Anxious families of detained activists yesterday rushed to Burmese prisons, as officials indicated dozens of students could be freed after Aung San Suu Kyi hinted at a mass amnesty for political prisoners.
In her first formal policy pledge since her government took office in the former junta-run nation last week, Aung San Suu Kyi on Thursday said that she would prioritize releasing activists — an issue laden with significance for herself and scores of MPs in her party once jailed for democracy activism.
More than 100 prisoners of conscience and students remain locked up in Myanmar, despite reforms in recent years as the military loosened its grip on power after 50 years of repressive junta rule.
Photo: EPA
Families gathered at prisons in Yangon, the largest city, and in central Tharrawaddy, where students have been detained for more than a year over an education protest that was crushed in a violent police crackdown in March last year.
Expectant families clutching bunches of flowers also greeted the students as they arrived by a police truck at a nearby courthouse, where officials said they were already preparing to free the students.
“I have instructed my staff to enable [their release] as soon as the prosecutor asks to withdraw the case. Our side is ready to proceed,” Tharrawady district judge Kyaw Swar Nyein said. “Our staff will be happier if the students are freed.”
Thirty-seven student activists are detained on a mix of charges, including unlawful assembly and rioting.
Another 45 are on bail, but facing similar charges.
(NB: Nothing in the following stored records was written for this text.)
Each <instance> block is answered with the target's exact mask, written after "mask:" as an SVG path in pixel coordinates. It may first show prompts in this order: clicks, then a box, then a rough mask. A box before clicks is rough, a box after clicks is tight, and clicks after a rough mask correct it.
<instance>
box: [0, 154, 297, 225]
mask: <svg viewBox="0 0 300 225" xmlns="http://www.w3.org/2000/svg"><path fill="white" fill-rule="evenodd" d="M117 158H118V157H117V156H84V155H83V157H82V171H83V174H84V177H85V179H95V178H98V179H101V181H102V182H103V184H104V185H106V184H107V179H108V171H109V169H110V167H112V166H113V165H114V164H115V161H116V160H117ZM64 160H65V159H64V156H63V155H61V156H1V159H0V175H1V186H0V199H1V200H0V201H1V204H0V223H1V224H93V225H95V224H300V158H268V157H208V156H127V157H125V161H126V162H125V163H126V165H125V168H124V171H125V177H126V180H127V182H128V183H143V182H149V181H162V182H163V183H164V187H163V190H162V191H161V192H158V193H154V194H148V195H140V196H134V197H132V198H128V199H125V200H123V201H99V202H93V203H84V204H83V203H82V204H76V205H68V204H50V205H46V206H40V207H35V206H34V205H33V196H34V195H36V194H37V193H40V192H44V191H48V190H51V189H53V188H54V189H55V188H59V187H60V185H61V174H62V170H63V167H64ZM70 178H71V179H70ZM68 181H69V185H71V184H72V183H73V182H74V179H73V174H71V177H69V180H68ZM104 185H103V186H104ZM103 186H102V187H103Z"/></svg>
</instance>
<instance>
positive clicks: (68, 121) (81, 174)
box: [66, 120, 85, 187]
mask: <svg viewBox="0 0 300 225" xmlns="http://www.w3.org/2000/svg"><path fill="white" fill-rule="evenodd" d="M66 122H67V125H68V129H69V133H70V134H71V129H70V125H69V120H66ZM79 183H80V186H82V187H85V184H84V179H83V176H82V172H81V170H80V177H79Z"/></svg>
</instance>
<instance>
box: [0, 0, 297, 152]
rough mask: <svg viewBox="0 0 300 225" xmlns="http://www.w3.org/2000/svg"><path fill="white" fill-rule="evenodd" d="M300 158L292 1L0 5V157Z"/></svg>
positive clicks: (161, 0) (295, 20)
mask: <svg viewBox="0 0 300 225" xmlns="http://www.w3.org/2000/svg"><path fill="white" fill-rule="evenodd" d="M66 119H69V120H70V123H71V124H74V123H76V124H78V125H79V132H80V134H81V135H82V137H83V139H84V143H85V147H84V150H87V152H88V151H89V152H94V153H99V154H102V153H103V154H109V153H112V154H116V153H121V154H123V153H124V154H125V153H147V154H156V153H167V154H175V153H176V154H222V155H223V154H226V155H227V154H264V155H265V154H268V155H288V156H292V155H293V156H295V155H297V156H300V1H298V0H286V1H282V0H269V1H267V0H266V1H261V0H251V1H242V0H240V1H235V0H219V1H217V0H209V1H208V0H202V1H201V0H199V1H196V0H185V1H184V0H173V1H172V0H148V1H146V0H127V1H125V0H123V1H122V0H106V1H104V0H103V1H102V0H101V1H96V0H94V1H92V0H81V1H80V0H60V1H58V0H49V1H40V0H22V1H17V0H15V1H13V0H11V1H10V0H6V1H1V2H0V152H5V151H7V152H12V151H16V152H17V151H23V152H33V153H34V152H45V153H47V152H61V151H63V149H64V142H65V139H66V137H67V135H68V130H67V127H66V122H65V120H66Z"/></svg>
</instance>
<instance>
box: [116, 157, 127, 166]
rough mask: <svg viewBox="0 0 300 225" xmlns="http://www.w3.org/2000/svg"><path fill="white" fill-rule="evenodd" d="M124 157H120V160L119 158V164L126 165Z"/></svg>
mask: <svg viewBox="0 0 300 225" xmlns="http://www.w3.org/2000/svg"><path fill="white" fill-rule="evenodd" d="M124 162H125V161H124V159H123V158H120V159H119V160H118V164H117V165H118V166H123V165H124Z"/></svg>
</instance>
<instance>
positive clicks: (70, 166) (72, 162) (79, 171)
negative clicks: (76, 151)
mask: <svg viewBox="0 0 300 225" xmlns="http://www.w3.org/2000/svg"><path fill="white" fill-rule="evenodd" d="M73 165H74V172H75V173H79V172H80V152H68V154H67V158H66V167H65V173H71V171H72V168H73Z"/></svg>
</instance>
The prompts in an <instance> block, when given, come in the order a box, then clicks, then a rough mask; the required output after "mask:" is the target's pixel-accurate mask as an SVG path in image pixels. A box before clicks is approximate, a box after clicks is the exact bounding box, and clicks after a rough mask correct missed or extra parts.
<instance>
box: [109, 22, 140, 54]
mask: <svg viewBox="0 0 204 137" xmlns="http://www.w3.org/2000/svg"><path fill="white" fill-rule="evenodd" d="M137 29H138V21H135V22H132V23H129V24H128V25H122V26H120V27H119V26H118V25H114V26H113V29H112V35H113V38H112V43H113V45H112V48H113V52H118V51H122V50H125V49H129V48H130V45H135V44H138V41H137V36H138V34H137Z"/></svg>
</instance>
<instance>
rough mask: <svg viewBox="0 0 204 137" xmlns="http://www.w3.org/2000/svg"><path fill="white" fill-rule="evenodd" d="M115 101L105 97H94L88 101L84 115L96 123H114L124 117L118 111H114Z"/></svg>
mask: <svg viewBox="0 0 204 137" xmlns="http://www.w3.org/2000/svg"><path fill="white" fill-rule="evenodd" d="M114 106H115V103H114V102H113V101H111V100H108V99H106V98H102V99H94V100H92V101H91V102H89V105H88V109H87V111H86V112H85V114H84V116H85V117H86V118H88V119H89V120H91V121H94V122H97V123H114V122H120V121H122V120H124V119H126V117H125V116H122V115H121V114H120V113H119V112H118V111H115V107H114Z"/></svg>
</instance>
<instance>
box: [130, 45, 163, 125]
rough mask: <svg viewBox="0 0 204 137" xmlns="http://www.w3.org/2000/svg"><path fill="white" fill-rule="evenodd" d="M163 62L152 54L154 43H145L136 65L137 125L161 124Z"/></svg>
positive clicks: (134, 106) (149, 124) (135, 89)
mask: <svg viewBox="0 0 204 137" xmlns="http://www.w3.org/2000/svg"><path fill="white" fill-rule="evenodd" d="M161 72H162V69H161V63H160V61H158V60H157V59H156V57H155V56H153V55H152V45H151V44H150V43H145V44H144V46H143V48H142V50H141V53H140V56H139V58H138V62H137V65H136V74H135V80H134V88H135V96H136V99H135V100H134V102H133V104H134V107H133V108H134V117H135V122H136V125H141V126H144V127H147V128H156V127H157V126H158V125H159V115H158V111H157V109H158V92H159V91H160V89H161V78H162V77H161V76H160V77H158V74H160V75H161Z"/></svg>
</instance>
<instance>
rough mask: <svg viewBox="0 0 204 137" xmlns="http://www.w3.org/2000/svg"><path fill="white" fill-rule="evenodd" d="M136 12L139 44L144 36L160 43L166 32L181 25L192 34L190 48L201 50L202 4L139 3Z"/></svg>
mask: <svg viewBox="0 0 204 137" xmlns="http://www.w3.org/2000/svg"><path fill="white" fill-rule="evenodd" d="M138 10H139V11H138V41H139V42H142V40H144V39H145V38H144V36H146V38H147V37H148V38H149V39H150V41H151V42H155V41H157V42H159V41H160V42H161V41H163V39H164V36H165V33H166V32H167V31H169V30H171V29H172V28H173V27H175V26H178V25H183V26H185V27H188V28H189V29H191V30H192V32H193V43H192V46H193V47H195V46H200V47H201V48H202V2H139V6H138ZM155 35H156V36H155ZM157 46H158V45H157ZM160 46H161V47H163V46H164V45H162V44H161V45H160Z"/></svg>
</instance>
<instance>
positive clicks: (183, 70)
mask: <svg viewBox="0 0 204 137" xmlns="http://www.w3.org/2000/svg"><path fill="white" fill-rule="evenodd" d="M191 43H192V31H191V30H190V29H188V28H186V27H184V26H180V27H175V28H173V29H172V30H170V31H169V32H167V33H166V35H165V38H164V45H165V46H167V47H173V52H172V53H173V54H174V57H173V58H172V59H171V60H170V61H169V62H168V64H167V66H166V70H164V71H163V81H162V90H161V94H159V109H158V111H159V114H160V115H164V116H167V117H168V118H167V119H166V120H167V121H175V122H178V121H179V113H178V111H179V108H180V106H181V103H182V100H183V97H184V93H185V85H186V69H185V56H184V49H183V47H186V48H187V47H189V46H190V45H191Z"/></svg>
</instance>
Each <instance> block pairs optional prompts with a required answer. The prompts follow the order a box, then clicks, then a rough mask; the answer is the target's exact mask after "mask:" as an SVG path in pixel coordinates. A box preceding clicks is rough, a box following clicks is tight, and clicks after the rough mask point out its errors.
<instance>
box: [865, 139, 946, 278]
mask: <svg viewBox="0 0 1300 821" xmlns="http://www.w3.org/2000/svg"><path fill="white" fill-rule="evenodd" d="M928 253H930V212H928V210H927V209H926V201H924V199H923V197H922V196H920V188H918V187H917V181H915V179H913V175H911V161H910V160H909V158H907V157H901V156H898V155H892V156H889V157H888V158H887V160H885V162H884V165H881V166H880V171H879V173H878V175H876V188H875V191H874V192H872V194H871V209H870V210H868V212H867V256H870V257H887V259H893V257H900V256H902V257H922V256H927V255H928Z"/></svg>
“I am very excited. I will only believe it when my friends are really released,” said 23-year-old student Shwe Kyal Moe, who was injured in the crackdown, but released on bail last year after serving four months in jail.
The routine jailing of dissidents was one of the former junta’s most egregious acts, stirring international outcry and support for Aung San Suu Kyi’s pro-democracy movement.
Aung San Suu Kyi herself spent about 15 years under house arrest and more than 100 current National League for Democracy lawmakers served time in the country’s notorious prisons.
While the quasi-civilian government that replaced the junta in 2011 freed hundreds of political detainees, it also oversaw the detention of scores more, particularly those involved in land and education protests.
According to the Assistance Association for Political Prisoners there are 121 political prisoners held in Burmese jails, while a further 414 are believed to be awaiting trial.
The majority were arrested before landmark elections in November last year, which Aung San Suu Kyi’s National League for Democracy won in a landslide.
Aung San Suu Kyi, who made the prisoner release announcement in her broadly-defined new position of state counsellor, did not give a clear timeline.